Meteorologist John Coleman, who co-founded The Weather Channel, says the claim that human activity is leading to global warming is no longer scientifically credible. He wrote: « There is no climate crisis. The ocean is not rising significantly. The polar ice is increasing, not melting away. Polar bears are increasing in number. He wrote: « There is no significant man-made global warming at this time. There has been none in the past and there is no reason to fear any in the future, » says Coleman, who was the original meteorologist on « Good Morning America. »

« Efforts to prove the theory that carbon dioxide is a significant greenhouse gas and pollutant causing significant warming or weather effects have failed. « There has been no warming over 18 years. » Climate expert William Happer, a professor at Princeton University, expressed support for Coleman’s claims. « No chemical compound in the atmosphere has a worse reputation than CO2, thanks to the singleminded demonization of this natural and essential atmospheric gas by advocates of government control [of] energy production, » Happer said.

« The incredible list of supposed horrors that increasing carbon dioxide will bring the world is pure belief disguised as science. »

Lu sur Bloomberg.com ce 27 octobre 2014 que j’insère à l’appui du développement de ma démonstration qui je l’espère sera convaincante pour ceux qui douteraient encore du bien-fondé de celle-ci.

Traduction du passage en anglais :

Le météorologiste John Coleman, cofondateur de « Weather Channel » dit que l’assertion que l’activité humaine conduit à un réchauffement global n’est plus scientifiquement crédible.
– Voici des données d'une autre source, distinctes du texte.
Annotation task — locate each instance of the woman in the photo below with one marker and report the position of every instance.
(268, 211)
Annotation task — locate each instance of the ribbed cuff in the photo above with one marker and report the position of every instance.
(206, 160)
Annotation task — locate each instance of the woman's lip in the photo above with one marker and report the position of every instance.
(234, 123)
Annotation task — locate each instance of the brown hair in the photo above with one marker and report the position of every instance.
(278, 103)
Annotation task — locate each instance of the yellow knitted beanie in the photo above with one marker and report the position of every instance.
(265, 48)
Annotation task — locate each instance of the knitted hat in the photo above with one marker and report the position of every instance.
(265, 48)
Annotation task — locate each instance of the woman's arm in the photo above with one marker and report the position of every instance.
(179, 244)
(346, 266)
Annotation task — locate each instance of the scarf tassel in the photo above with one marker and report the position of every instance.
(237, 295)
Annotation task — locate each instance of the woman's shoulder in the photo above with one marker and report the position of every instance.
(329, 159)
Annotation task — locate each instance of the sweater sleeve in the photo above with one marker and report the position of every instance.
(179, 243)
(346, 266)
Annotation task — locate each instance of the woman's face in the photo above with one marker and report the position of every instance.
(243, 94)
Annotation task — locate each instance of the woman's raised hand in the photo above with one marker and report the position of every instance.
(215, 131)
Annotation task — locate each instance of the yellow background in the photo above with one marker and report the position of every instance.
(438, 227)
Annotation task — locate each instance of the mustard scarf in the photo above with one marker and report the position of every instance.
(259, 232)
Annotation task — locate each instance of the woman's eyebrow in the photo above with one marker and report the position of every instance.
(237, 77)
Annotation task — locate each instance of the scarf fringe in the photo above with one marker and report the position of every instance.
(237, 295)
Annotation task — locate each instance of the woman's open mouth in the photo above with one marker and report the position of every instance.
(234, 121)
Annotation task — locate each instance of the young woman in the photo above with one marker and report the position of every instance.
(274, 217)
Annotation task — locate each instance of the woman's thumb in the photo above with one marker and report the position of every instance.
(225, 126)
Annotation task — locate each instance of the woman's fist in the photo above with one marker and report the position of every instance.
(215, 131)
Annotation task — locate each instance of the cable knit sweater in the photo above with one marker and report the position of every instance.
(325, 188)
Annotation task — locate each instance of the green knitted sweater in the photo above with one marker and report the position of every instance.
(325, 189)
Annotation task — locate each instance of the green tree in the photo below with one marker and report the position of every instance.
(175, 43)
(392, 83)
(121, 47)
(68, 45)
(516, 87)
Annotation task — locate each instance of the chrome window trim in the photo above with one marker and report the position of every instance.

Il écrit : « Il n’y a pas de crise du climat. Le niveau des océans ne monte pas significativement. Les glaces polaires augmentent et ne fondent pas. Le nombre d’ours blancs augmente ». Il écrit aussi : « Il n’y a pas aujourd’hui de réchauffement global. Il n’y en a pas eu par le passé et il n’y a pas de raison qu’il y en ait dans le futur ». Coleman était le premier météorologiste dans l’émission « Good Morning America ».

« Tous les efforts pour prouver la théorie que le dioxyde de carbone est un gaz à effet de serre significatif et un polluant causant un réchauffement significatif ou des changement météorologiques ont échoué ». L’expert en climat William Happer, professeur à l’université de Princeton a exprimé son soutien aux déclarations de Coleman, en ces termes : « Aucun composé chimique de l’atmosphère n’a une plus mauvaise réputation que le CO2, ceci en raison de la diabolisation ridicule de ce gaz naturel et essentiel (à la vie) par les tenant du contrôle gouvernemental de la production d’énergie. La liste incroyable des horreurs supposées arriver pour le monde si le dioxyde de carbone augmentait est une pure croyance déguisée en science ».